Flagging agent
The bouncer at the door. Looks at every incoming brief and decides whether the rest of the pipeline should bother with it. Three possible verdicts: legitimate, spam, or a manipulation attempt.
Built-in Runs first Read-only
What it watches for
- Manipulation attempts — text that tries to instruct an AI, jailbreak prompts, attempts to extract internal data, or smuggle tool calls.
- Out-of-scope submissions — personal favours, unrelated topics, illegal content, anything the project clearly isn't there to handle.
- Low-quality submissions — empty, gibberish, spam, or so vague there's nothing to act on.
Verdicts
| Verdict | Meaning |
|---|---|
| Legitimate | Looks like real work for the team. Pipeline continues. |
| Spam | Junk or out-of-scope. Brief is cancelled — but kept for the record. |
| Manipulation | Looks like an attempt to manipulate an AI. Same outcome as spam, with a clearer reason on the brief so you know why. |
Settings
| Setting | Default | What it does |
|---|---|---|
| Model | The project default | The flagging job is small enough that lighter models work well. |
| Strictness | Medium | Higher = catches more, with more false positives. Lower = lets more through, including some borderline submissions. |
How the workflow uses it
Every project ships with two rules wired up to the flagging agent:
- Legit → hand the brief to the refining agent.

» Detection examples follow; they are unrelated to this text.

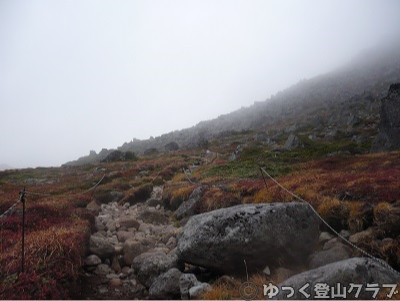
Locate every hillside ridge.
[65,42,400,166]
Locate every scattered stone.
[139,210,169,225]
[85,254,101,266]
[109,278,122,287]
[308,243,352,269]
[189,283,211,300]
[132,252,184,288]
[318,232,335,244]
[118,217,140,230]
[89,235,114,259]
[149,268,182,300]
[123,239,151,266]
[94,263,111,275]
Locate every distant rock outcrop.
[372,83,400,151]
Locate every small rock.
[189,283,211,300]
[118,217,140,230]
[166,236,177,250]
[94,263,111,275]
[318,232,335,244]
[149,268,182,300]
[85,254,101,266]
[109,278,122,287]
[89,235,114,259]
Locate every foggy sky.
[0,0,400,168]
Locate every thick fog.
[0,0,400,168]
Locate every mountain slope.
[67,42,400,165]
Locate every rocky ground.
[74,182,400,301]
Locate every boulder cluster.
[85,187,400,300]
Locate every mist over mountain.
[66,41,400,165]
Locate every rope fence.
[0,174,105,273]
[260,167,400,275]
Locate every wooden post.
[21,187,26,273]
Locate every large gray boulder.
[177,203,319,274]
[372,83,400,151]
[268,257,400,301]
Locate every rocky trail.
[74,180,400,301]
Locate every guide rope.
[260,167,400,275]
[0,199,21,219]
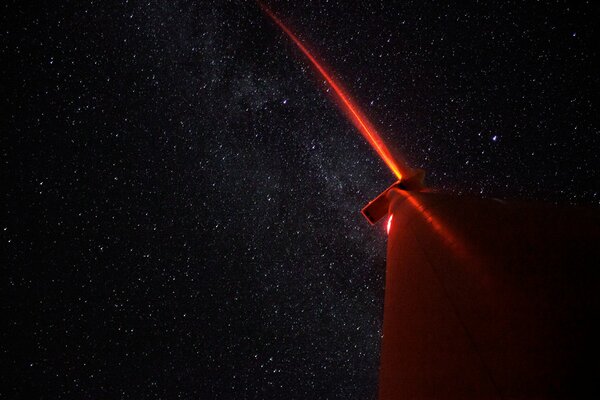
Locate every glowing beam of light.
[257,1,408,179]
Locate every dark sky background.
[0,0,600,399]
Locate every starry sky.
[0,0,600,399]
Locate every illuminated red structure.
[259,3,600,400]
[368,188,600,400]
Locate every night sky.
[0,0,600,399]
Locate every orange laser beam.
[257,1,408,179]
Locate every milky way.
[0,0,600,399]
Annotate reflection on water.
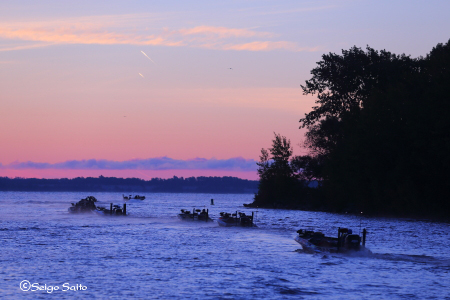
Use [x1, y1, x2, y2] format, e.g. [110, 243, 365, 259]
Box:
[0, 192, 450, 299]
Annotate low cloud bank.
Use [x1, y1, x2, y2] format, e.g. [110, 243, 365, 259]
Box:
[0, 157, 257, 172]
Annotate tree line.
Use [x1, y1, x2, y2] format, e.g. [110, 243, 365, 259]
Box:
[248, 41, 450, 217]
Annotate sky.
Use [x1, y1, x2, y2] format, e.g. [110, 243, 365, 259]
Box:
[0, 0, 450, 179]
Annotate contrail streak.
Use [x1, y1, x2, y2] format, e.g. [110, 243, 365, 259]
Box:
[141, 50, 156, 65]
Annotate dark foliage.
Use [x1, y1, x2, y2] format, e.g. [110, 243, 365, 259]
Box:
[0, 176, 258, 194]
[294, 42, 450, 216]
[249, 134, 308, 208]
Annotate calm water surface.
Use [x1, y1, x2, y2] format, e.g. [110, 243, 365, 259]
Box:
[0, 192, 450, 299]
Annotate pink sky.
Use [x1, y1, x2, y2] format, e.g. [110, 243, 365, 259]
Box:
[0, 0, 450, 179]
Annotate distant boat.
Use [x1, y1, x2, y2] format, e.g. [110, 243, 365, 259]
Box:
[122, 194, 145, 200]
[94, 203, 127, 216]
[217, 212, 256, 227]
[295, 228, 370, 253]
[68, 196, 97, 213]
[178, 208, 213, 222]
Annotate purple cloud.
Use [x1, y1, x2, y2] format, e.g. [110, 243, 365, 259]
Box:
[0, 157, 256, 171]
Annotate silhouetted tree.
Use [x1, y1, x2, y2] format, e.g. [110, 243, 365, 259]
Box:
[252, 134, 308, 208]
[293, 43, 450, 215]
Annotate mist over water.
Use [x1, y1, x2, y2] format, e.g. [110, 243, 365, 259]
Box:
[0, 192, 450, 299]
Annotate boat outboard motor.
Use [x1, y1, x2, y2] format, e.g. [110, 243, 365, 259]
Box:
[345, 234, 361, 250]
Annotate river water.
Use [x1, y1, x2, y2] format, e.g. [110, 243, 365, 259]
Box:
[0, 192, 450, 299]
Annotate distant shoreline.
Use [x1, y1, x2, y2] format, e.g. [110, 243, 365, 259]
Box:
[0, 176, 258, 194]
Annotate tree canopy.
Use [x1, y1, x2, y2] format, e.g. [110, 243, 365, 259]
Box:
[293, 43, 450, 215]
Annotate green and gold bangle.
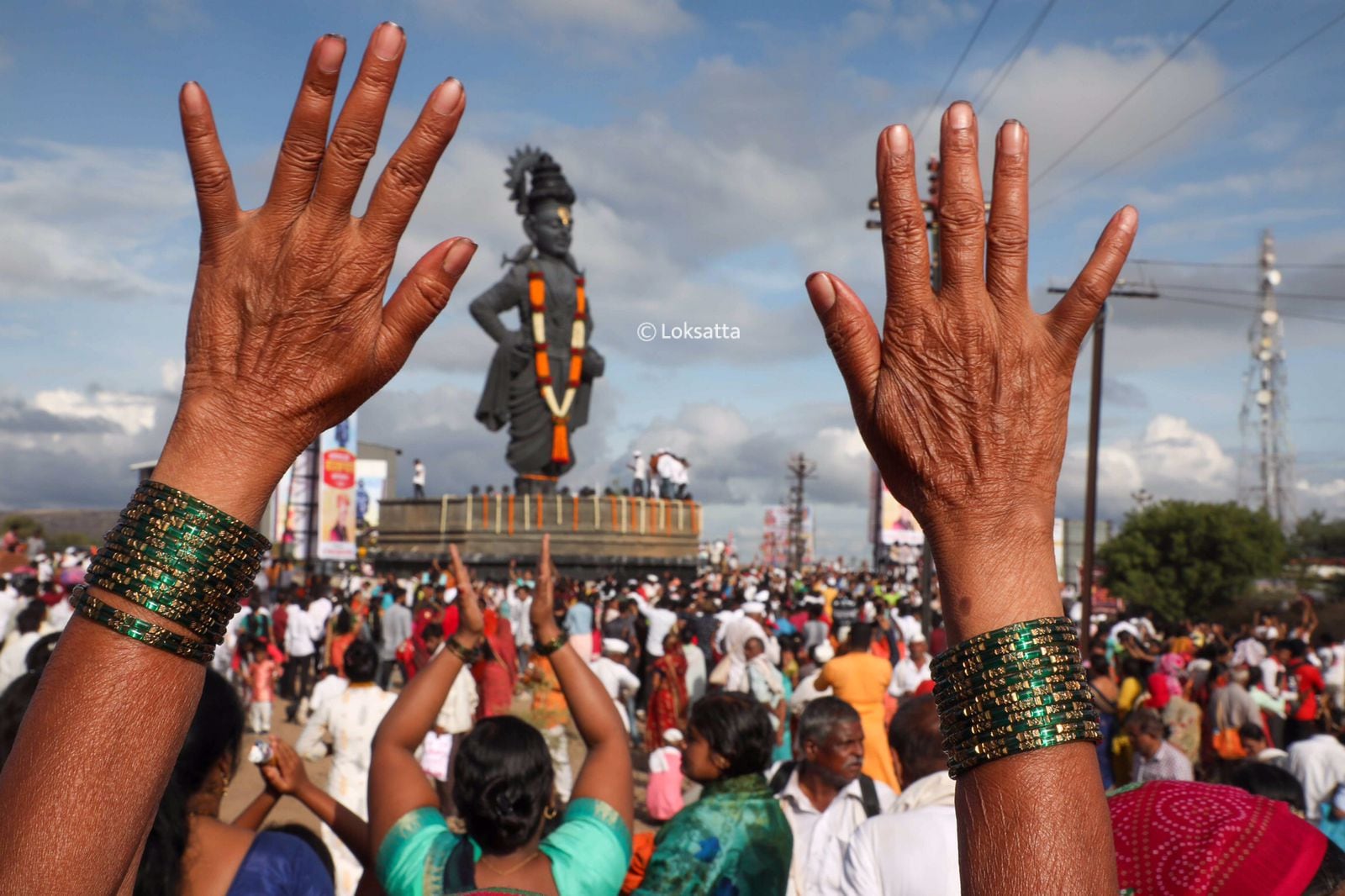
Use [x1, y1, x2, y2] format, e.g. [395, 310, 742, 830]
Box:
[70, 585, 215, 665]
[931, 618, 1101, 777]
[81, 480, 271, 661]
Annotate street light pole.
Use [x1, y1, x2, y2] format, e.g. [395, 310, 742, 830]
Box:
[1047, 280, 1158, 659]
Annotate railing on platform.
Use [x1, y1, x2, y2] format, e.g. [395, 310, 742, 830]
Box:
[385, 493, 701, 538]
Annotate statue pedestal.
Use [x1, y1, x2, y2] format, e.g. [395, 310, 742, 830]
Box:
[374, 493, 701, 578]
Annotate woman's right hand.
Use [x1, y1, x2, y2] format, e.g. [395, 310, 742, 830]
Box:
[448, 545, 486, 647]
[529, 535, 561, 645]
[155, 23, 476, 524]
[807, 103, 1138, 641]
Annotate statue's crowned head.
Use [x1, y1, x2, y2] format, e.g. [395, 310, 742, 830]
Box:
[504, 146, 574, 258]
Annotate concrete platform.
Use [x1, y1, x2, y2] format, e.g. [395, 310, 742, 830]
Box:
[377, 495, 701, 578]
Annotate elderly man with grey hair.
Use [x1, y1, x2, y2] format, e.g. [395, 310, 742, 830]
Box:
[771, 697, 897, 896]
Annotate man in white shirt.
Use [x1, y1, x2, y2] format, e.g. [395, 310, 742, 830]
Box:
[630, 591, 677, 659]
[589, 638, 641, 732]
[888, 635, 932, 699]
[771, 697, 897, 896]
[1289, 735, 1345, 822]
[839, 696, 962, 896]
[412, 457, 425, 500]
[285, 601, 318, 724]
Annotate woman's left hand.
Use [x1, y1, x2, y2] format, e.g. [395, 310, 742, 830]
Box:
[155, 23, 476, 524]
[261, 736, 309, 795]
[448, 545, 486, 640]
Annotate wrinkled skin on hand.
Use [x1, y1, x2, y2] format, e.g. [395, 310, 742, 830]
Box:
[156, 23, 476, 519]
[807, 103, 1137, 537]
[448, 545, 486, 639]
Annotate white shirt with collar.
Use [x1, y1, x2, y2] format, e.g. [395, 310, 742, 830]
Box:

- Spam or manipulation → cancel the brief.
Cancellation isn't loss. Cancelled briefs stay in the database with the full submission and the verdict. They show up in stats and search; you can reopen any of them if the bouncer was wrong.
Why it's a separate agent
Splitting flagging from refining means the two passes can use different settings, and you can turn flagging off entirely for trusted intakes (a private internal form, say) without changing how anything else works.